Dans le document Médecins là-bas, infirmier-ère-s ici (Page 73-76)

7.5.1 Un projet professionnel de l’un-e peut-il être un projet de couple ?

Fathia attend un enfant lors de son stage d’observation à l’hôpital quelques mois après son arrivée en France en 2005; cette grossesse va interrompre le stage. Elle accouche de sa fille et le couple s’installe. Quand sa fille a six mois, elle tente une première fois le concours pour reprendre les études médicales, elle échoue. Elle travaille alors comme aide-soignante, elle a un deuxième enfant en 2007 et se marie en 2008. Elle a un troisième enfant en 2010. Dans l’optique du projet médical et en vue d’obtenir une place à la crèche pour son dernier enfant, elle tente à nouveau le concours mais en choisissant l’orientation de sage-femme car le parcours de formation est plus court. Elle échoue et décide alors de renoncer à ce projet et de s’orienter vers la profession infirmière. Quand elle en parle, il ressort qu’elle est en charge des tâches domestiques à la maison ; c’est une répartition traditionnelle et genrée qui assigne la charge de l’entretien de la maison et du soin des enfants à la femme. Et la reprise d’études apporte une contrainte supplémentaire dans l’organisation et la gestion de ces taches. Parmi celles-ci, celles du respect des horaires scolaires en début et en fin de journée et la moindre disponibilité le soir vis-à-vis des enfants. Face à l’idée que Fathia se fait de son rôle de mère, elle culpabilise de sa moindre disponibilité. Nous sommes là face à une construction sociale des rapports sociaux de sexe, de genre avec une assignation binaire et hiérarchisée des rôles, activités, et dispositions de la féminité et de la masculinité.
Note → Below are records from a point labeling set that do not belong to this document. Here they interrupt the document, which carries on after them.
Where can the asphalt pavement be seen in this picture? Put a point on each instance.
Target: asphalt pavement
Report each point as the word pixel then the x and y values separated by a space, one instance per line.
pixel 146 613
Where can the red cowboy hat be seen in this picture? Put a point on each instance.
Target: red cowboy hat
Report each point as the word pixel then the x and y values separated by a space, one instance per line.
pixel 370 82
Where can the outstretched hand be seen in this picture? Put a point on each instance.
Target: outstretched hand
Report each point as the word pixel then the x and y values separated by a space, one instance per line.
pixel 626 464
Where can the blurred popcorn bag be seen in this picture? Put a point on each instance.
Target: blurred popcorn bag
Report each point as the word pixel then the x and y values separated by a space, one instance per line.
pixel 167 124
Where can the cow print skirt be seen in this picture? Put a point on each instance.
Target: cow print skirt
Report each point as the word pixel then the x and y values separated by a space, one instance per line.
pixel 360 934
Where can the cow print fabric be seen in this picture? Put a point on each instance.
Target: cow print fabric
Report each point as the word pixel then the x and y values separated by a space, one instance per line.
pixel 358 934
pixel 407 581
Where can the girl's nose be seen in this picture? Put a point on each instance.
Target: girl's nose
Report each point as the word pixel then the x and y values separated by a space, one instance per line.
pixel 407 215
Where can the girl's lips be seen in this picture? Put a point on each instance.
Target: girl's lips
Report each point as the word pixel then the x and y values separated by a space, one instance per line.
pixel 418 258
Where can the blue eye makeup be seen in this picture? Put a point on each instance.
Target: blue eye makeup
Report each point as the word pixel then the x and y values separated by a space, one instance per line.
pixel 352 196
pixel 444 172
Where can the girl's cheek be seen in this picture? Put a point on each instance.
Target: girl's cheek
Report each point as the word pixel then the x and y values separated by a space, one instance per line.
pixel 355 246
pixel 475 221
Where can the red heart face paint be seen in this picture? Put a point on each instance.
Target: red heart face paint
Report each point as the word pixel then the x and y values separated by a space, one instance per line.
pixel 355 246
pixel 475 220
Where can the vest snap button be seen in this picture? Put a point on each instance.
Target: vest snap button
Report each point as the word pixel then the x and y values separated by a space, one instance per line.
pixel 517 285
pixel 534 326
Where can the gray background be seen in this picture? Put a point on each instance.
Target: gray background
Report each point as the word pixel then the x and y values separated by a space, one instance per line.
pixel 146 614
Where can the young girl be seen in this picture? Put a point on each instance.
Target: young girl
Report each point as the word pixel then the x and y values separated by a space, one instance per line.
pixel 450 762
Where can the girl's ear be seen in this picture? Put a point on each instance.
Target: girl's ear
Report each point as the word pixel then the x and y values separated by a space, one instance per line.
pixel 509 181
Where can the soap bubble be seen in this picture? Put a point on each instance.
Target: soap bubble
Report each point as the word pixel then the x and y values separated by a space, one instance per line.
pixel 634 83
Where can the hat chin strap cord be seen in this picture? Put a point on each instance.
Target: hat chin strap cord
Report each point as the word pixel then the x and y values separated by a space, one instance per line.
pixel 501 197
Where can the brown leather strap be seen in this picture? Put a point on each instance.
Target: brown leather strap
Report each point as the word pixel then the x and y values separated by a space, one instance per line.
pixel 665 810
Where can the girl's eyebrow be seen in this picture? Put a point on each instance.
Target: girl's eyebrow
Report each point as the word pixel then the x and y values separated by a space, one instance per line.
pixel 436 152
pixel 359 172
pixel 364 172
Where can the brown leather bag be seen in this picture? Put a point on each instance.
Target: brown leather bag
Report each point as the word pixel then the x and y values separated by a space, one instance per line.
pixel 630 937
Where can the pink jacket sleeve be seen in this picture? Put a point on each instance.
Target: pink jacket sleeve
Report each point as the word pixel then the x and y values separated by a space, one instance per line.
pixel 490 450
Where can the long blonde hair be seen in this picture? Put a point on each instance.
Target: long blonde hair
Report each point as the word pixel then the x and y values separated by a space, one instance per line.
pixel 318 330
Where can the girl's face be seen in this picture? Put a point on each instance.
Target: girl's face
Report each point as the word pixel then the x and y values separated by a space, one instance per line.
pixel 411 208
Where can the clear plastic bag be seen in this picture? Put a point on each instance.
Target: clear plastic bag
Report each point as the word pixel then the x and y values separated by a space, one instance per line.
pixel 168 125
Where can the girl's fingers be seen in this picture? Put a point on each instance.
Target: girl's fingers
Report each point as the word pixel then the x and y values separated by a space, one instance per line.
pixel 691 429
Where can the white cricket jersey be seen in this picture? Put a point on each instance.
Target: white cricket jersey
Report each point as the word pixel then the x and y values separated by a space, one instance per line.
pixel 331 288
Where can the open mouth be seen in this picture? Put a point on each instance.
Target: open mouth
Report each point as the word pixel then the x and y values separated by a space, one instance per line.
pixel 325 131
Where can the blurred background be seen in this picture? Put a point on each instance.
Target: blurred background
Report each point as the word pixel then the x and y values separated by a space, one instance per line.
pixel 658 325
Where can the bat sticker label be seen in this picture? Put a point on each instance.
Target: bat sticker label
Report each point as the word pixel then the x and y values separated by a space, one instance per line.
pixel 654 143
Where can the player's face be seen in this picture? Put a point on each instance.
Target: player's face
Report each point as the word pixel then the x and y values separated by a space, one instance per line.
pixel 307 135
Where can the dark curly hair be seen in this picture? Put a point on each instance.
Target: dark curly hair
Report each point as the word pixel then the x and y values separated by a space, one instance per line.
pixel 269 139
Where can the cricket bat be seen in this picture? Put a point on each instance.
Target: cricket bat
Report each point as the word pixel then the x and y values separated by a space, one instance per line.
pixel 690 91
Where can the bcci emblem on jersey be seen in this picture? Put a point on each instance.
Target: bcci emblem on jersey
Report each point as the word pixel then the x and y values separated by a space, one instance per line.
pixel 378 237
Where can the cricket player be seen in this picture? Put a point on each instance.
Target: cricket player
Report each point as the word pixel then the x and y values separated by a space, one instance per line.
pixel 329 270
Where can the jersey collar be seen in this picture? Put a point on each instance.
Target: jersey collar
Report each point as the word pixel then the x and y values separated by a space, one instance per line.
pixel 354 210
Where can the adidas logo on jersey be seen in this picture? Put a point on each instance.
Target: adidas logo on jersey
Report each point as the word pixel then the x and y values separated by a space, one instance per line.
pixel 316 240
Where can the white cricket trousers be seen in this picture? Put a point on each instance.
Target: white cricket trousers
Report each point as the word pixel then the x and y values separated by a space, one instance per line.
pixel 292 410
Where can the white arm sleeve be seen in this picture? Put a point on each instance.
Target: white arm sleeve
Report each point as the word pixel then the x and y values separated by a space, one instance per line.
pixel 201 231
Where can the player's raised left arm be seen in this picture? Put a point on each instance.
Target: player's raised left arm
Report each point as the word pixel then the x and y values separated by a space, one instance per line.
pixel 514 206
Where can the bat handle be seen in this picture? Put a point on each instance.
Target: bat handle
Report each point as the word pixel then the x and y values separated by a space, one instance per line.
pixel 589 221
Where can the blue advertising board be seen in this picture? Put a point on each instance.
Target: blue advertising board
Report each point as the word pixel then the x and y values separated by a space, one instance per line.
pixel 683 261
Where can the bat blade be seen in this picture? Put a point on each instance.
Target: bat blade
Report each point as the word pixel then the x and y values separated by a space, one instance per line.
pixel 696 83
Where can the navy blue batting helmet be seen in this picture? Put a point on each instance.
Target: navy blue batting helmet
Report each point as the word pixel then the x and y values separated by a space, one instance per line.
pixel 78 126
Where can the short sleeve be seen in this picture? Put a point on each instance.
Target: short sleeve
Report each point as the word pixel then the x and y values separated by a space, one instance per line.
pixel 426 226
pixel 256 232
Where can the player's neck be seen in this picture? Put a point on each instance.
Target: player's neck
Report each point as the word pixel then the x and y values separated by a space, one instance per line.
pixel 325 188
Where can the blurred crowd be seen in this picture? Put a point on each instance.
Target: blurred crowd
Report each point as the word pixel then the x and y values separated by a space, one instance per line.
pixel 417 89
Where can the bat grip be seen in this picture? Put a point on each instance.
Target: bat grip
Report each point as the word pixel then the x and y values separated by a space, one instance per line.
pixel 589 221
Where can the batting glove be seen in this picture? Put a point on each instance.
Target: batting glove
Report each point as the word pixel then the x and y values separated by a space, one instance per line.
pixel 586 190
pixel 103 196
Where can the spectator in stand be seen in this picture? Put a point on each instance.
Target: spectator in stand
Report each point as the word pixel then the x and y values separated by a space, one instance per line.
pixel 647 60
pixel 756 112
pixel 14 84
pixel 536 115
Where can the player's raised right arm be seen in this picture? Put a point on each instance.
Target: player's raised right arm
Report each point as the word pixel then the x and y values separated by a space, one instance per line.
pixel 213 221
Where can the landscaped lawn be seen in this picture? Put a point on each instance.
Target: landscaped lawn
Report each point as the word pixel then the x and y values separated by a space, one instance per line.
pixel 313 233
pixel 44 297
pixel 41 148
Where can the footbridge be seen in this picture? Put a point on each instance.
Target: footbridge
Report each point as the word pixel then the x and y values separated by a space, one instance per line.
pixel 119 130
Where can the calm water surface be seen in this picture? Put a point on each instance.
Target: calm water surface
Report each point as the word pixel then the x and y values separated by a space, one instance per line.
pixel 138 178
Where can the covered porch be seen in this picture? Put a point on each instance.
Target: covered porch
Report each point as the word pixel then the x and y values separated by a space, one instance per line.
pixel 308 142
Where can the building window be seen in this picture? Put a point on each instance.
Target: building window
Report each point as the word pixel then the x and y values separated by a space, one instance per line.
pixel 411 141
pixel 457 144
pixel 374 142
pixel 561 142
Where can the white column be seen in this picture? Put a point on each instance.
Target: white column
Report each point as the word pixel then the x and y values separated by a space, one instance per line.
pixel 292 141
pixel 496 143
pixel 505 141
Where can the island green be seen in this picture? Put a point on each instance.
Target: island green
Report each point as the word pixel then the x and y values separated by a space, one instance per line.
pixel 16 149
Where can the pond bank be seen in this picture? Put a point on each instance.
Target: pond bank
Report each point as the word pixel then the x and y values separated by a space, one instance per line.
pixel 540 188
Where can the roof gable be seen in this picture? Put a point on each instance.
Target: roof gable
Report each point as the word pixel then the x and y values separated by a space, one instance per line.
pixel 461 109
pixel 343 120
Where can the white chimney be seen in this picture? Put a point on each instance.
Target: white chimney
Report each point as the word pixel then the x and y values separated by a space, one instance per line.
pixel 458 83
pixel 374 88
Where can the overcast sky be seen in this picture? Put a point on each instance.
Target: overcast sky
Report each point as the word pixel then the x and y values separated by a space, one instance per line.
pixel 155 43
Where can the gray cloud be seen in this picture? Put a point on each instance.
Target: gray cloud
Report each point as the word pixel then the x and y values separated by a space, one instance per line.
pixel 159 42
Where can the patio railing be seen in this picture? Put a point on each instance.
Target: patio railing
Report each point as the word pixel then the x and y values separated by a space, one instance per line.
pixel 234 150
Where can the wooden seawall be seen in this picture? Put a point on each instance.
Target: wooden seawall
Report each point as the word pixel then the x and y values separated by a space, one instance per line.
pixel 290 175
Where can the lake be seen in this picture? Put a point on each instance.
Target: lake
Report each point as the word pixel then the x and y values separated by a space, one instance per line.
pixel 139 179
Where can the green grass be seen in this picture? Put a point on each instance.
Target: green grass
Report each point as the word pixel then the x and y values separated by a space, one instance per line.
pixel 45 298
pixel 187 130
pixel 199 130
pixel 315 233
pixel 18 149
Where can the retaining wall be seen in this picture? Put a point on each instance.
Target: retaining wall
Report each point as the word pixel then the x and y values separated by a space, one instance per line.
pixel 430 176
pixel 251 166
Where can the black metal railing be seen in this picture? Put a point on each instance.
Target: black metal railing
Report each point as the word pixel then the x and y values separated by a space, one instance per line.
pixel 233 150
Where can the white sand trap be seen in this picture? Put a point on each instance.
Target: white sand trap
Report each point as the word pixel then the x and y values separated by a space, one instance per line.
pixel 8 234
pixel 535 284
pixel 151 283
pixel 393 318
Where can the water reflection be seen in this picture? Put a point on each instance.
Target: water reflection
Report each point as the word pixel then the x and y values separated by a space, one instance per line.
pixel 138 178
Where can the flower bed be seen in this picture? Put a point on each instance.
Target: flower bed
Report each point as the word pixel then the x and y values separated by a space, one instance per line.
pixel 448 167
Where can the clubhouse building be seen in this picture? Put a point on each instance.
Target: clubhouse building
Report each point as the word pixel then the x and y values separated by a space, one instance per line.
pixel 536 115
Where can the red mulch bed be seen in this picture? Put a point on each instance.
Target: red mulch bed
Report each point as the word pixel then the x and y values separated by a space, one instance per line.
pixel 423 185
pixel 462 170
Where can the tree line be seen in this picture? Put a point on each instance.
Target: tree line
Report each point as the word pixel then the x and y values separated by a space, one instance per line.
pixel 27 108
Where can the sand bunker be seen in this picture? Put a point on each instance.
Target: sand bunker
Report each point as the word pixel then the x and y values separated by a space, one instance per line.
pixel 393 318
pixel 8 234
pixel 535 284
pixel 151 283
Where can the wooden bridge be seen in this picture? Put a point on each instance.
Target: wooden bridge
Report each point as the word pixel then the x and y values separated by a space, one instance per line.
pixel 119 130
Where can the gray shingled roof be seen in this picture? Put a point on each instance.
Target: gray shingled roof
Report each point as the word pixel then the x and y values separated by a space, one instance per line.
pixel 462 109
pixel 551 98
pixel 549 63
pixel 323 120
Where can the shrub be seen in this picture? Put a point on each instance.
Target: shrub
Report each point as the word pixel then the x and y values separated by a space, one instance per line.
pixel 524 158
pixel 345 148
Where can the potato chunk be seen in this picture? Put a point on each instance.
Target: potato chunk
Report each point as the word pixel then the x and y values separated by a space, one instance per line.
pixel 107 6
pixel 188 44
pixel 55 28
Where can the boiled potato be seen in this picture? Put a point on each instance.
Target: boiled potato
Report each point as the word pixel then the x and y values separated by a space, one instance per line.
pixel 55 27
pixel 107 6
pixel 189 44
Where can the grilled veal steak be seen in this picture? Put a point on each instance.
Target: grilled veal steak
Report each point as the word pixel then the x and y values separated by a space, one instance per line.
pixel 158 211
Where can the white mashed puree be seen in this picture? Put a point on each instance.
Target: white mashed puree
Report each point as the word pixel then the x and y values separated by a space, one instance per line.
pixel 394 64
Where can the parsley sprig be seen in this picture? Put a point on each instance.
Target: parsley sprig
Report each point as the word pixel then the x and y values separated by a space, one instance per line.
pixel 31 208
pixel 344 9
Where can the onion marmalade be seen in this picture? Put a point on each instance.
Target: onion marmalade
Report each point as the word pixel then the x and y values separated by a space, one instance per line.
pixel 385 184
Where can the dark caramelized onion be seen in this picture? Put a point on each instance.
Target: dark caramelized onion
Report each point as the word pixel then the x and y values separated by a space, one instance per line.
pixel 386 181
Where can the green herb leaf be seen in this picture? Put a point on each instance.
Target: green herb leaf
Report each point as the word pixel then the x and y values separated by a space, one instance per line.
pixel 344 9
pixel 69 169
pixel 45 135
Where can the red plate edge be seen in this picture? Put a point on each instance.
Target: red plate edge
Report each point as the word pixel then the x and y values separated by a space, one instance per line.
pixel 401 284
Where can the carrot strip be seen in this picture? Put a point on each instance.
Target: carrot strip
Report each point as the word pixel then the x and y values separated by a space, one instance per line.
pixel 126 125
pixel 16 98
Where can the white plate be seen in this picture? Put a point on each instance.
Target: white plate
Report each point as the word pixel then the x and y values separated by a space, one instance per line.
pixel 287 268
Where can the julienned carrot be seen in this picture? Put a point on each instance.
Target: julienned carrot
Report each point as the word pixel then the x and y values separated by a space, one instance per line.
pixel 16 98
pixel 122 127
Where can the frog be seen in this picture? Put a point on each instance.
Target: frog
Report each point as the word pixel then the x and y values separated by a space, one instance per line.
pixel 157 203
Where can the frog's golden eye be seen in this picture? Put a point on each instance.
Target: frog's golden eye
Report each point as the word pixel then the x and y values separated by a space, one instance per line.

Là où se situe la mise à l’épreuve du couple c’est dans la non adhésion du conjoint au projet de reprise d’études. Il faut noter que la temporalité de la reprise d’études est sur un temps long (5 ans) et que cela impacte sur les capacités de chacun de se situer et de se projeter ainsi. Le mari de Fathia était infirmier en Algérie, il est aide-soignant en maison de retraite en France et travaille la nuit. Travailler en maison de retraite confère peu de prestige social comparé à un autre type d’exercice professionnel. De plus, le travail de nuit est déjà porteur en lui de contraintes importantes comme celles de lutter contre la baisse de vigilance et de se trouver décalé-e avec la réalité du jour. En même temps, la nuit au sens propre et au sens figuré, invisibilise l’activité qui s’y déroule aux yeux des travailleur-e-s du jour.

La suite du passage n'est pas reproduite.